2. KULIAH lagi! Yeaay, dengan begitu saya
bisa menjadi mahasiswa ‘resmi’ lagi (because actually we are the students all
the time). Kuliah bukan hanya tentang mengejar karir, tapi kuliah adalah salah
satu bekal penting yang harus dibawa ketika kita menjalankan kehidupan nyata.
Dan yang harus direnungkan adalah, kamu cinta nggak sama kuliah? Karena kalo
kamu nggak cinta, masih banyak kok cara lain untuk mendapat karir yang bagus
(Bob Sadino, lulusan SMP yang jadi pengusaha kaya –raya, Bill Gates dan Mark
Zuckerberg, dropped out dari Harvard dan jadi jutawan berkat passion-nya di
bidang teknologi, dan masih banyak contoh lain yang bisa sukses tanpa kuliah).
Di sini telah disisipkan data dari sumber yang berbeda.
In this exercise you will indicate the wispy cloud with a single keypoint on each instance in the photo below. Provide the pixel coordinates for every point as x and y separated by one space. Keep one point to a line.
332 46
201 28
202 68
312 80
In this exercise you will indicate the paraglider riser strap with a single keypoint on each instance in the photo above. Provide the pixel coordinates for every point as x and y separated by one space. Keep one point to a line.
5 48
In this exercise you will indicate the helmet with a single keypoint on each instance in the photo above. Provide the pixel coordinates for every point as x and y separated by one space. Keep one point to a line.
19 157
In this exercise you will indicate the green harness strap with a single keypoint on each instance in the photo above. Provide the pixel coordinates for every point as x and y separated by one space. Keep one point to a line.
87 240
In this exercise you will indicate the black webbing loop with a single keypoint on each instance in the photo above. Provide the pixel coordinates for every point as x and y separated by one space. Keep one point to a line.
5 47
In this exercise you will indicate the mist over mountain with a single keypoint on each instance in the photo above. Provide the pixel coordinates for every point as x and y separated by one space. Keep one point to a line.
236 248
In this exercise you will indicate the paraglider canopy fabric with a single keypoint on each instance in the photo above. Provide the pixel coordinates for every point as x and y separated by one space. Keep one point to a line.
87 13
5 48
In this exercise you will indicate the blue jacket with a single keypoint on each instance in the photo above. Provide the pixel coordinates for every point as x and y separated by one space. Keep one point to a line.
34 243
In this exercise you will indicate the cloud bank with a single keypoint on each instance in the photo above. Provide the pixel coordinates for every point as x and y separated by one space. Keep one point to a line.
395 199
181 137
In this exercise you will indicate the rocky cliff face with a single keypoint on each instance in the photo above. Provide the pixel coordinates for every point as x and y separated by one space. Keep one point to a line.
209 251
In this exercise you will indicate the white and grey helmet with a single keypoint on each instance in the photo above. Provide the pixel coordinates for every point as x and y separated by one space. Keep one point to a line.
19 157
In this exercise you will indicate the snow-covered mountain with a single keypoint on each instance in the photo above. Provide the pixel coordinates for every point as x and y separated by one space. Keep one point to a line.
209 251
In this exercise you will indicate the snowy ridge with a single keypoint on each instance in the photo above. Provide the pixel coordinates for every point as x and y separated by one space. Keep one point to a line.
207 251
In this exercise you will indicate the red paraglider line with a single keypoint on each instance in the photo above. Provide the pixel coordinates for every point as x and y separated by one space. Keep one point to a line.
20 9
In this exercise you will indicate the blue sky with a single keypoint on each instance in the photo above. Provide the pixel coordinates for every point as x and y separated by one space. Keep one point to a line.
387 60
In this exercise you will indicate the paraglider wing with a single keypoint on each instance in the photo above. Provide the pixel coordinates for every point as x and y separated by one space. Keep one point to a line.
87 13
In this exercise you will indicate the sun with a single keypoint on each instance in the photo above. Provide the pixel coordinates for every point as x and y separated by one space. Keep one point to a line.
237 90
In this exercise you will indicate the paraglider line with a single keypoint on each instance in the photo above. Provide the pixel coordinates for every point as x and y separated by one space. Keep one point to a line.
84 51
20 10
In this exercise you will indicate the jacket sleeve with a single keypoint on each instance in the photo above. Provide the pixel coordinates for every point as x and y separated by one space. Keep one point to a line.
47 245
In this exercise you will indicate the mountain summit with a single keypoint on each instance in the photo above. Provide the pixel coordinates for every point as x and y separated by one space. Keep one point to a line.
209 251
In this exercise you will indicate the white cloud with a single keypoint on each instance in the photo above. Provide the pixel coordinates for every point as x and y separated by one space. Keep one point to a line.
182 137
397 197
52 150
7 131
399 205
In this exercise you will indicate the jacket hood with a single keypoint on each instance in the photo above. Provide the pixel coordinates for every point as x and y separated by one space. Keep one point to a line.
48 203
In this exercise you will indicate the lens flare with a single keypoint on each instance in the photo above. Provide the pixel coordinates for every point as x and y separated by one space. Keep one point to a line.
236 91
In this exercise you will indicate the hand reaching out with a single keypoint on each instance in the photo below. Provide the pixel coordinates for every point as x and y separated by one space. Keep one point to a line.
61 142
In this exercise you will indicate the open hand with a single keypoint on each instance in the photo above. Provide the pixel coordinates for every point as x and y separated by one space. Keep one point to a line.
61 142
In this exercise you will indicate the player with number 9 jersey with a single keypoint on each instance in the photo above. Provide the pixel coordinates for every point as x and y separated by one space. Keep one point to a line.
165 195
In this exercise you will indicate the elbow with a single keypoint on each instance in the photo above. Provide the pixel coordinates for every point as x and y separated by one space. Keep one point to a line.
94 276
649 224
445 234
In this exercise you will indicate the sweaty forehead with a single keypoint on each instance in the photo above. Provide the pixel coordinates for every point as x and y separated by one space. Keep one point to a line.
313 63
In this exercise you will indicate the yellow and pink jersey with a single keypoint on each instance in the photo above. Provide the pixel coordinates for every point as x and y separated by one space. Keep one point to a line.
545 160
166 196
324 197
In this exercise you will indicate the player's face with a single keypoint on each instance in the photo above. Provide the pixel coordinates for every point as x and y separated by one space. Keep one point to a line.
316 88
Dosen saya pernah heran, saat beliau
menceritakan tentang metode eksperimen yang ternyata banyak sekali macamnya,
saya dengan antusias mengatakan, “asyik ya Pak.” Beliau cerita kalo kebanyakan
mahasiswa menghindari materi yang rumit, bukannya berusaha menyelami materi
tersebut. Saya bersyukur dikaruniai Ferra yang bisa menjelaskan Statistika yang
menurut saya rumit, Nana yang bikin saya penasaran dengan eksperimen, dan semua
teman-teman saya dengan keahliannya masing-masing yang nggak berhenti menambah
referensi kehidupan saya.
Maka kuliah juga diperlukan cinta,
dengan begitu kita nggak bakal menggerutu saat mendapat tugas yang menumpuk,
nggak bakal berkompromi sama aturan kampus yang udah fixed, nggak bakal duduk paling belakang supaya bisa sambil main
hape pas dosen nerangin, dan menikmati setiap proses dalam kuliah dengan
bahagia (mau lulus cepat, tepat waktu, ataupun telat karena ingin skripsi yang
sempurna, you’ll have a big smile at the end). (Intermezo: saya pernah
menggerutu saat kebanyakan tugas, tapi setelah saya mengobrol dengan salah
seorang kakak kelas (a.Royan), ternyata masalahnya bukan pada jumlah atau bobot tugasnya,
melainkan hanya karena MANAJEMEN WAKTU!) Lebih jelasnya tentang lanjut kuliah, baca
di artikel ini.
Jadi, pekerjaan full time saya adalah
ibu rumah tangga, dengan pekerjaan part time-nya sebagai dosen (dan peneliti, aamiin). Kenapa? Karena
begitu saya berhasil mendidik anak-anak saya untuk menjadi individu yang lebih
baik dari waktu ke waktu, maka saya juga akan berhasil mendidik
mahasiswa-mahasiswa saya nantinya, insya Alloh.